Another conference that came and went

So the conference that has kept us busy for the past few months has finally ended. We had a similar one 2 years ago, and I blogged about how exciting and exhausting it was. This time round, it was, well... a bit lacklustre.

I was looking forward to it actually, because it is the last major event of the centre that I would be part of and I remember how all of us worked so hard together to make it work for the last one.

The centre was only 2 years old then and it was to be the biggest, most international conference held at the institute for more than 2,000 delegates. I remember on the Friday before the conference, a few of us were still toiling away in the campus at 11pm to make sure everything goes smoothly during the conference. I had emailed the dean to ask if we could take the cab home and claim for reimbursement. He replied immediately and gave us his number in case we needed him. Shortly after, he sent out an email as a rallying call to the whole centre to remind us how far we have come as a centre and how he knows everyone is working hard to make that conference a success.
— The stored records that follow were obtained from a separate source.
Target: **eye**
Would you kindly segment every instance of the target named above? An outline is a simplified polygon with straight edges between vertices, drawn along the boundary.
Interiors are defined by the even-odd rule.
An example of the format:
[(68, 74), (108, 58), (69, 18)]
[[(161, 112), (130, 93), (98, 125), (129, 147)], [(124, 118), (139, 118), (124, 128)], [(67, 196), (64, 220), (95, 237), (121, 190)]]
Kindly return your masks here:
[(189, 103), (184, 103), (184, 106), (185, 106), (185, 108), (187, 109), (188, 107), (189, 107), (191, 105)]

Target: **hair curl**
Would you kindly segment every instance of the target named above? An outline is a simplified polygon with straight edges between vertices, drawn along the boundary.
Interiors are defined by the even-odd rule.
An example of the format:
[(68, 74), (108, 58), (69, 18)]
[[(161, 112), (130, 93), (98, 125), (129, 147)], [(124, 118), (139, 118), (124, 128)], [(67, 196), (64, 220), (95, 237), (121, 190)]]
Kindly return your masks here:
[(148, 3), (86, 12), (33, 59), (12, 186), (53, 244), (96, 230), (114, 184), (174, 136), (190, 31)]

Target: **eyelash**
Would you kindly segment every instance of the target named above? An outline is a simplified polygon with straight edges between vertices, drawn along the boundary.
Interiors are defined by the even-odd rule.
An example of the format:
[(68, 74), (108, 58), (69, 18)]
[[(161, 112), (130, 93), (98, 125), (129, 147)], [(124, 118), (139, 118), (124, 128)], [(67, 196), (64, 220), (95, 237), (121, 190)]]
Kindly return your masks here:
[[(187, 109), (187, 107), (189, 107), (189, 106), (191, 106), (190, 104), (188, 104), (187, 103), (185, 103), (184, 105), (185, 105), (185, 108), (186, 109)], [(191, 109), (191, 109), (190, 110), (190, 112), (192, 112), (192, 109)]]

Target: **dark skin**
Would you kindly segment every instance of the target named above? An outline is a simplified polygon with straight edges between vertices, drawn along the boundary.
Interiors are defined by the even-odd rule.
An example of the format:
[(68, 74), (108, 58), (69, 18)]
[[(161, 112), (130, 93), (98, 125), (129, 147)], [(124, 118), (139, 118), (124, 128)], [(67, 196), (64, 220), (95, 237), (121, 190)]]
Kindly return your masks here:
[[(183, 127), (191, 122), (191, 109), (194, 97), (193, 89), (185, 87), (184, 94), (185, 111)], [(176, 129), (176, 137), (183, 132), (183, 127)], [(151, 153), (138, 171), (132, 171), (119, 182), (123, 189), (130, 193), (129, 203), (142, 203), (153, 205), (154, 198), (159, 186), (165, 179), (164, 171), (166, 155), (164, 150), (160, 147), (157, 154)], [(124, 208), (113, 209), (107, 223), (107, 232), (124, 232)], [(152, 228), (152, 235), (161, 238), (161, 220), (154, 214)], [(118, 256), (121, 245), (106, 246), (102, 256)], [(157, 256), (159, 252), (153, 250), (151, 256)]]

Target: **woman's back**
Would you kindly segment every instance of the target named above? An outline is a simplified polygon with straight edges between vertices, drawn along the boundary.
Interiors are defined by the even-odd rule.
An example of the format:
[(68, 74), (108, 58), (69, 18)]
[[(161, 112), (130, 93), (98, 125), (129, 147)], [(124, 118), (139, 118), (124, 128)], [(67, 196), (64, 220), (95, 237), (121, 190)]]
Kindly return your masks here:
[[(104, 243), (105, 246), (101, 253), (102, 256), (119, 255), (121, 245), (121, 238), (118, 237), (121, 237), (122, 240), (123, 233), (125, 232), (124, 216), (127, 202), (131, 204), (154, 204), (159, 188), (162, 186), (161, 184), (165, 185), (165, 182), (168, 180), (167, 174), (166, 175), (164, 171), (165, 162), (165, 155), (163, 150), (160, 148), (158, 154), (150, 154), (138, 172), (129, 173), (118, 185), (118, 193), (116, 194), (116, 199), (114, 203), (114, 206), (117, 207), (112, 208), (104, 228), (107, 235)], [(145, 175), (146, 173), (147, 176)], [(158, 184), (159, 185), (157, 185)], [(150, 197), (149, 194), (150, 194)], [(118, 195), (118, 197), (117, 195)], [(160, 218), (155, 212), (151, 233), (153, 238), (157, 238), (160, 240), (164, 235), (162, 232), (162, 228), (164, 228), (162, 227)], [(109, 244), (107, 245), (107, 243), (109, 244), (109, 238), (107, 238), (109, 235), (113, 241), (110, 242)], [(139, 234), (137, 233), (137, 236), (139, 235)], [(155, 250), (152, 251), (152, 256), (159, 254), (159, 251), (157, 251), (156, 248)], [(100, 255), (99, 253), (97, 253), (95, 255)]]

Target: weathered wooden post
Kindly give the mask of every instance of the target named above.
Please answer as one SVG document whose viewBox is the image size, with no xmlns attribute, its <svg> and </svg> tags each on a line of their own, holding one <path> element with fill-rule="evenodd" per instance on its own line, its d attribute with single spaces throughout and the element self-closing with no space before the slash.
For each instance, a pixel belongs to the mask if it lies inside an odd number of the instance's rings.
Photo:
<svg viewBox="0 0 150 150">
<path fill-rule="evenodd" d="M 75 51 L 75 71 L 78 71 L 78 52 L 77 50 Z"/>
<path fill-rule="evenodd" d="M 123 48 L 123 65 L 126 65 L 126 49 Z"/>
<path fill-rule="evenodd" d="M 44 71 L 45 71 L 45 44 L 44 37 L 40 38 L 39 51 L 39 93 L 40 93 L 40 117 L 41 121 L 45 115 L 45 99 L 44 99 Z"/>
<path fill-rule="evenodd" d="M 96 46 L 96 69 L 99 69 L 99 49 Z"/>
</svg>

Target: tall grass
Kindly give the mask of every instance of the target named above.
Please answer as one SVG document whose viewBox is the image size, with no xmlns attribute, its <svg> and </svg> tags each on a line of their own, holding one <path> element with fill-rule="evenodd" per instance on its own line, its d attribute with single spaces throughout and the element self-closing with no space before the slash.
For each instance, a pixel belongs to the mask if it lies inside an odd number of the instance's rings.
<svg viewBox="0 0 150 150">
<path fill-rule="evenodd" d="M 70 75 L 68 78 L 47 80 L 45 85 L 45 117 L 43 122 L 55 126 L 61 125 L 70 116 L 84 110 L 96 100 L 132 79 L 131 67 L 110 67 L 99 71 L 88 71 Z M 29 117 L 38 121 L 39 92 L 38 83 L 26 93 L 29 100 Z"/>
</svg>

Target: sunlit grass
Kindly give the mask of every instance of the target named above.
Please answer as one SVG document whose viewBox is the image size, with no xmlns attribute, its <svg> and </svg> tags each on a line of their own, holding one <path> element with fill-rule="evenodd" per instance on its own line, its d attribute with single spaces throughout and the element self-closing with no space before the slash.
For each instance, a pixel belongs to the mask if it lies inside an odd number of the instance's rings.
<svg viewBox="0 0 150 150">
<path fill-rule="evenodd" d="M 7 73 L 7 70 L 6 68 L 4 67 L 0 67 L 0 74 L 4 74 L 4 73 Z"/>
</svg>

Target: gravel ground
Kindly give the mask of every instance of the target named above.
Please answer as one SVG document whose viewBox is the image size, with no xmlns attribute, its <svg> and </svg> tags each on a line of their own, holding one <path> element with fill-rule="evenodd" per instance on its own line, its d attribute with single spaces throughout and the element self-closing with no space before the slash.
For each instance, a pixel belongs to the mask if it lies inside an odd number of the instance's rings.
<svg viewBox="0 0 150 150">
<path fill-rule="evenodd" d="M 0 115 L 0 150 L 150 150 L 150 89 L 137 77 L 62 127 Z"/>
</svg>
At the end of it, many of us went for the conference dinner at Sentosa where we dined at the beach, open-air style and accompanied by singing and dancing. We sat back and enjoyed ourselves while watching the crazy dean really let loose with his friends on the beach.

The closing ceremony then was rousing, with a touch of triumph, the feeling that we really pulled it off. There were high-fives, hugs on the stage and the deans couldn't stop smiling. This time round, it felt so uneventful. The auditorium was strikingly empty, and the ceremony was short and quiet. At the night safari conference dinner, there was only a handful of us but we were made to feel like second-class guests, because the bossy hospitality committee head (who is not from the centre) ensured that the paying delegates had priority in everything, from seating to food to the tram ride. There was a bit of annoyance and irritation all around, but I was still glad to be there, enjoying the cool night ride on the tram with my colleagues, ooing and ahhing at the lions, tigers, giraffes and elephants. It felt like a school trip with a bunch of excitable primary school kids, which is quite funny because some of them were actually the admin "aunties" (I use that term affectionately) . :)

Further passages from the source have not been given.